Minister of National Defense
- Incumbent
- Assumed office 8 February 2025
- President: Joseph Aoun
- Prime Minister: Nawaf Salam
- Preceded by: Maurice Sleem

Personal details
- Born: November 23, 1952 (age 73) Beirut, Lebanon
- Alma mater: Lebanese Army Military Academy
- Cabinet: Cabinet of Nawaf Salam

Military service
- Allegiance: Lebanon
- Branch/service: Lebanese Air Force
- Rank: Major General

= Michel Menassa =

Lebanese politician and Minister of Defense

Michel Menassa (ميشال منسى; born 23 November 1952) is a Lebanese politician and military officer who serves as the Minister of National Defense of Lebanon in the cabinet of Prime Minister Nawaf Salam since February 2025. His appointment followed the election of Joseph Aoun as President of Lebanon on January 9, 2025, and Salam's nomination as Prime Minister on January 13, 2025.

== Biography ==
He was born in Beirut and completed his secondary education there, studying also in France and Italy.

Menassa began his military career, volunteering in the army in 1972 and graduating from the Lebanese Army Military Academy in 1975 with the rank of pilot lieutenant. He held several positions within the Lebanese Air Force, starting as a squadron commander and eventually becoming commander of the Beirut Air Base. He served as head of the Situation Room at the General Directorate of the Presidency of the Republic, within the General Directorate of the Presidency of the Republic, and also as Director of Education in the Army Staff for Operations. Decree No. 13288 was issued on September 6, 2004, promoted him from Brigadier General to Major General rank. Menassa is a retired senior officer of the Lebanese Army, having held various roles within the armed forces. Before retiring, he served as the Inspector General at the Ministry of Defense.

Following his military career, Menassa transitioned to the private sector, particularly in the shipping industry.

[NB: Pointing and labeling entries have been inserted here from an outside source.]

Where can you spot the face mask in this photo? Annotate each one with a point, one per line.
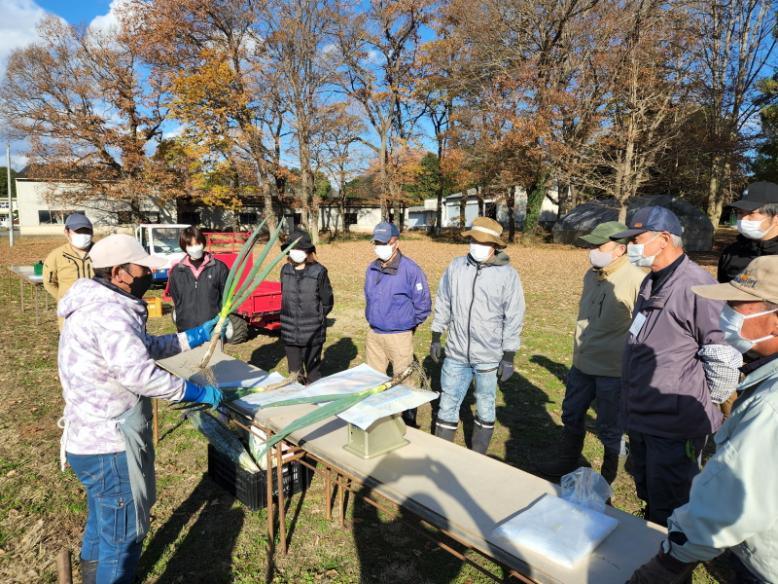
(298, 256)
(140, 285)
(731, 323)
(480, 252)
(600, 259)
(751, 229)
(635, 254)
(384, 252)
(194, 251)
(80, 240)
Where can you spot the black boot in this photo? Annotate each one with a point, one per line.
(445, 430)
(482, 435)
(566, 460)
(88, 571)
(610, 465)
(409, 417)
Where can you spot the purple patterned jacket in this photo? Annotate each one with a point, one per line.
(106, 362)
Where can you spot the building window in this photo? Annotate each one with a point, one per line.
(248, 218)
(53, 217)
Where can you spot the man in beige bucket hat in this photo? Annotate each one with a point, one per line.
(480, 303)
(733, 502)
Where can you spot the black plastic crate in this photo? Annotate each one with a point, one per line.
(250, 488)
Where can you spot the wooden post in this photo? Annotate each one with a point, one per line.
(64, 568)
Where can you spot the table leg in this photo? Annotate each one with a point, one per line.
(281, 498)
(269, 493)
(155, 420)
(328, 493)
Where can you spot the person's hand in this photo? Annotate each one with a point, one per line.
(202, 394)
(662, 568)
(435, 348)
(505, 368)
(201, 334)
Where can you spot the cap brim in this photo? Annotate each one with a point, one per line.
(726, 292)
(481, 237)
(593, 240)
(748, 205)
(151, 261)
(628, 234)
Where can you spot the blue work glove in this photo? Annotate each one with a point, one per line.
(202, 394)
(201, 334)
(435, 348)
(505, 368)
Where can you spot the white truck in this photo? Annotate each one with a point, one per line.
(161, 239)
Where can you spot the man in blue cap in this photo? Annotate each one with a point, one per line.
(676, 366)
(69, 262)
(397, 300)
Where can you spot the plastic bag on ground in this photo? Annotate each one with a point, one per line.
(563, 529)
(586, 487)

He has held several positions at CMA CGM Group, including Business Process Manager at CMA BEIRUT TERMINAL CMABT, LTI Manager at Land Transport International LTI and Export Commercial Manager – Sales and Marketing at CMA CGM.

His appointment to the position of Minister of National Defense was seen as a significant shift in Lebanese politics as it represented a potential reduction in Hezbollah's influence and a move towards a more neutral or opposition-aligned leadership. Menassa has been involved in political analysis and commentary on Lebanese affairs. He has discussed the significance of Lebanon's presidential election and its implications for regional politics, particularly regarding Hezbollah and Iran's influence in the country.